Fé, trabalho e acolhimento

Recomeço dos invisíveis: comunidade recupera mais de 700 do vício e das ruas de Curitiba

Foto: Átila Alberti / Tribuna do Paraná.

Depois de passar tempo nas calçadas sob marquises em Curitiba, há quem queira largar as drogas, dar o próximo passo e tentar transformar uma noite debaixo de um teto em algo permanente. As causas e consequências da situação de rua são muitas. O vício em álcool ou em outras drogas é uma das mais comuns. É isso que alimenta o senso comum e faz o motorista recusar a doação de uma moeda no sinaleiro — ora por medo, ora por desprezo — com receio de reforçar o vício.

A maioria das pessoas em situação de rua na capital é formada por homens brancos, entre 18 e 59 anos, que já tiveram carteira assinada em algum momento da vida. O dado é de um levantamento do Instituto de Pesquisa e Planejamento Urbano de Curitiba (Ippuc), divulgado em julho. Longe do concreto e do frio das ruas, onde a abordagem social esbarra na indiferença, um grupo de homens se empenha em ficar longe das drogas e mostrar que ainda há quem deseja ser salvo e que nem tudo está perdido.

Um recanto em meio à natureza, ao lado de uma nascente, na vizinha Quatro Barras, na Região Metropolitana de Curitiba, oferece essa nova chance a dependentes químicos. Próxima à antiga Estrada da Graciosa, a entrada da Comunidade Terapêutica Perpétuo Socorro já antecipa como é o processo de recuperação e ressocialização desses homens na entrada da chácara: passo a passo.

Às 6 horas, o sino desperta os residentes da chácara, marcando o início do primeiro pilar do tratamento: a disciplina. Parte do grupo segue para os chuveiros, com cinco minutos cronometrados para o banho. Outra parte se encarrega da organização dos dormitórios. O rodízio é um exercício de cuidado com o coletivo e respeito pelo espaço do outro. Nas mesmas condições, todos se reúnem à mesa para o café da manhã.

Na visita da Tribuna, realizada na terça-feira (29), cerca de 35 homens estavam em tratamento. Já à vontade, como se estivessem em sua própria casa, os recém-chegados sentam-se à esquerda da mesa do salão conversando uns com os outros. Com a evolução no tratamento, avançam para a outra ponta, à direita, sinal da proximidade do retorno à vida na metrópole.

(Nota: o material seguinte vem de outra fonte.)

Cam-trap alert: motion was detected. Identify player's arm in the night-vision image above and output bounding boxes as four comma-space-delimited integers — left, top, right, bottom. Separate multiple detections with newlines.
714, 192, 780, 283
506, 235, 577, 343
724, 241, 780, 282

É à mesa que se pratica o segundo pilar: a oração. Dispostos em mesas retangulares organizadas em formato de quadrado, os residentes fortalecem sua fé e reaprendem a viver sem as drogas. De mãos dadas, antes das refeições, cada um puxa a mão esquerda em direção ao próprio corpo. Rezam em uníssono:

“Eu seguro minha mão na sua e uno meu coração ao seu para que, juntos, possamos fazer aquilo que sozinho eu não consigo. Deus, conceda-me a serenidade para aceitar as coisas que eu não posso modificar, coragem para modificar aquelas que eu posso e sabedoria para reconhecer a diferença.”

Após as refeições, os grupos se dividem novamente para colocar em prática o terceiro pilar: a laborterapia. “Toda a laborterapia é voltada ao cuidado com a instituição e ao bem comum. Valorizamos o trabalho porque é algo que todos usufruem”, explica o diretor da comunidade, o redentorista Frater Andrey Reimer.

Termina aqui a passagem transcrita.